Like the Home Defense Pouch, a Ready for the Fight Bag is best kept locked in the presence of children or mentally disabled adults. But should also be able to be opened quickly in an emergency. Create a tickler to check batteries, log training, maintenance, and replacement of high wear parts at prescribed intervals for the firearms.

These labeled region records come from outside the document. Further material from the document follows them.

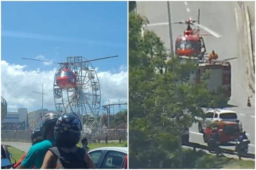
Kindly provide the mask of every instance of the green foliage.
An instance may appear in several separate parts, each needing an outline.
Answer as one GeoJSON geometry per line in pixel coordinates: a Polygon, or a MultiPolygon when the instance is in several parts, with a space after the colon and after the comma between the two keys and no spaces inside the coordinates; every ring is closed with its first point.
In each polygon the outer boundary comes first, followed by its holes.
{"type": "Polygon", "coordinates": [[[127,110],[124,110],[118,112],[115,115],[114,122],[127,122],[127,110]]]}
{"type": "MultiPolygon", "coordinates": [[[[18,161],[19,160],[20,160],[20,158],[22,157],[24,153],[24,152],[16,148],[16,147],[10,146],[7,146],[7,149],[8,149],[9,153],[12,154],[12,157],[15,159],[16,161],[18,161]]],[[[11,159],[11,161],[12,162],[12,164],[13,164],[15,162],[15,161],[12,159],[11,159]]]]}

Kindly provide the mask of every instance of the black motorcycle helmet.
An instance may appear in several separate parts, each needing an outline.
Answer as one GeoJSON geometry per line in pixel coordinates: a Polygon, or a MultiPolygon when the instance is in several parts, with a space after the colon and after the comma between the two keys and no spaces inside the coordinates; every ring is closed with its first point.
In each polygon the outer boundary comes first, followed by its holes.
{"type": "Polygon", "coordinates": [[[71,148],[78,143],[82,125],[76,114],[62,114],[58,119],[54,130],[54,139],[57,147],[71,148]]]}
{"type": "Polygon", "coordinates": [[[40,130],[35,130],[31,134],[31,143],[32,145],[43,141],[42,134],[40,130]]]}
{"type": "Polygon", "coordinates": [[[44,115],[42,120],[41,128],[43,139],[46,139],[47,133],[51,133],[51,130],[53,131],[54,126],[59,117],[58,114],[55,113],[49,113],[44,115]]]}

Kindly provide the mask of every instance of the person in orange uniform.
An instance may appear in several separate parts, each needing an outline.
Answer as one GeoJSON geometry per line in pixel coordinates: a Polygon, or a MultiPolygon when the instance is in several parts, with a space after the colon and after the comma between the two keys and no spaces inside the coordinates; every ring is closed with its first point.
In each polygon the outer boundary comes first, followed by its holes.
{"type": "Polygon", "coordinates": [[[215,53],[214,50],[212,50],[212,53],[210,54],[210,57],[209,57],[209,62],[210,64],[211,64],[211,62],[212,60],[217,60],[218,58],[218,54],[217,53],[215,53]]]}

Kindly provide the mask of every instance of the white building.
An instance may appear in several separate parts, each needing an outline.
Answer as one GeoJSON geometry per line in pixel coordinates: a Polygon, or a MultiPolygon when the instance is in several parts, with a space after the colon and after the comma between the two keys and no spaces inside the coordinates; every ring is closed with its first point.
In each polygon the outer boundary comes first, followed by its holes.
{"type": "Polygon", "coordinates": [[[26,108],[19,108],[17,112],[7,112],[2,122],[25,122],[25,127],[26,127],[27,113],[26,108]]]}

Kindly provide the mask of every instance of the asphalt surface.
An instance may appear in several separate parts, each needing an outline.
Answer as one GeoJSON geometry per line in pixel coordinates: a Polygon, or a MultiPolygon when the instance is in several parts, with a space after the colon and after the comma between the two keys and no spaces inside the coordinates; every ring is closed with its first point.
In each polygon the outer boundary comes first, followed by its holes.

Customize your own Ready for the Fight Bag to your specific needs. Take into consideration your own size and weight constraints, mode of transportation, profession, pattern of life, financial resources, and other relevant factors. A great solution for one individual may be terrible for another, so make sure your bag is a good fit for you. Due to one of these factors, you might decide that a PDW is a better fit than a carbine or that body armor would hamper mobility. Make any modifications necessary to keep your own Modular Survival Kit flexible, adaptable, versatile, and effective given your situation.

Final Thoughts

As you build your Home Defense Pouch and Ready for the Fight Bag, keep the following in mind:

  • Your plans need to be adaptable and have easily accessible supplies. Maintaining a Ready for the Fight Bag gives you options in a hurry.
  • The Home Defense Bag is a more concealable module to deal with a low order threat.
  • The Ready for the Fight Bag is a module to deal with a greater threat when there is a high probability you’re walking into a gun battle.
  • Make sure your bag is within your budget, considers your pattern of life, and meets your needs.